While the law prohibits underage drinking for good reason, it doesn’t change the fact that young adults still drink despite legal restrictions. And the hard truth is that often enough, the consequences of unsafe, inexperienced drinking in spite of its legality can be far more dangerous than those that come from the act itself.

Uncontrolled drinking can lead to worse consequences than cataclysmic hangovers and walks of shame that could single-handedly convince one to abstain from the act of drinking altogether. Dangerous situations, regarding injuries and assault, are all events that are often catalyzed by drinking. According to the Maryland Collaborative, “excessive alcohol consumption among college students is a contributory factor for unintentional injury, fatalities and sexual assault.” While it is a terrifying thought for a parent to picture their daughter or son as the victim of such a tragic event, it is equally as scary for them to picture the lesser-known alternative, in which their child is the aggressor, because ignorant drinking “might increase sexual arousal, disinhibition and aggression among perpetrators.” Though drinking by no means excuses violent or aggressive behavior, drinking can cause people to act uncharacteristically, violently or even foolishly due to impaired judgment. Either narrative, whether someone is a victim or an aggressor, is heartbreaking for a parent, and, more importantly, they can both be mitigated if preemptive measures are taken to familiarize a child with the pleasures and risks of drinking at home first.

Knowing limits when drinking and self-proclaiming the notorious title of “lightweight” or “heavyweight,” terms associated with people who can either handle fewer or more drinks, respectively, is a lesson and an experience — when learned in a safe environment — that can prove to be critical in college. If drinking is perceived as less taboo by one’s parents, the child is less likely to drink excessively and do so solely to get drunk because it removes the notion that to drink while underage is to rebel. And in the case of a college ingenue, parents can help cultivate that culture of safe drinking at home.

James Madison University’s The Breeze claims that “if college students knew how to handle a few drinks and had a concept of their tolerance before coming to college, their experiences may be much less clouded with blackouts and nights spent vomiting after a party.” This outlook on drinking, one that is realistic rather than hopeful, deals with underage drinking from a vantage point that guarantees at least some degree of success. Statistics that represent how prevalent underage drinking is bring to light how the solution should be much more focused on how to ensure safety and minimize harm as much as possible, as well as to understand that underage drinking in its entirety is much less a question of if it will occur than of when and what we can do about it. This can lead to the development of safe drinking practices among college students, such as “planning a safe context for drinking, using safety measures to minimize harm when drinking and taking care of someone who has consumed too much alcohol.”

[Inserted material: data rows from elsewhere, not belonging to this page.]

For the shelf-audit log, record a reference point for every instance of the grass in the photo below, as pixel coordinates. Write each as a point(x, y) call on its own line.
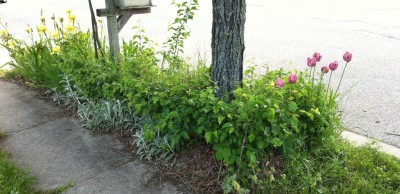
point(3, 134)
point(339, 167)
point(12, 178)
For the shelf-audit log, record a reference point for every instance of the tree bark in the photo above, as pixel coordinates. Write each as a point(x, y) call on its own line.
point(229, 17)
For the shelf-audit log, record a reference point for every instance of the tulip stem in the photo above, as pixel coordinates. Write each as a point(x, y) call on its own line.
point(312, 86)
point(341, 78)
point(327, 87)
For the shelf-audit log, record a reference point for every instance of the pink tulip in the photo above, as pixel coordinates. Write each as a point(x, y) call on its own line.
point(333, 66)
point(347, 57)
point(324, 69)
point(279, 83)
point(317, 56)
point(311, 62)
point(293, 78)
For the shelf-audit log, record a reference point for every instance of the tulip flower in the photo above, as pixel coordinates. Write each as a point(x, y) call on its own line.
point(293, 78)
point(333, 66)
point(311, 62)
point(324, 70)
point(347, 57)
point(317, 56)
point(279, 83)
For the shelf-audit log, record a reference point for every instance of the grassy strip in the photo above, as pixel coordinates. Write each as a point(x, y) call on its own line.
point(337, 167)
point(12, 178)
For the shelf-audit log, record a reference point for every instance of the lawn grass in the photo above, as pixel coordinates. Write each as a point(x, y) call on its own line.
point(339, 167)
point(3, 134)
point(12, 178)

People cannot be so naive as to think that the law or a stern “no” from mom will keep young adults from drinking underage. Parents tell their children not to have sex before marriage, and yet, I’m sure they would still be relieved to know that their child knows how to use a condom when they find themselves in bed with a girl from Alpha Delta Apple Pie with no ring on her finger. It’s time we prepare for events we know will transpire to assure the safety of young adults on campuses everywhere rather than pretending underage drinking won’t exist until the magic number 21 rolls around — because it will, and ignorance isn’t bliss. Ignorance is hospital visits, stomach pumping, sexual assault allegations and a boatload of regret. And the hangover might pass, but the trauma of those events doesn’t, not even with a good night’s sleep and the best over-the-counter pain relievers money can buy.

Julia O’Reilly is a sophomore majoring in biology.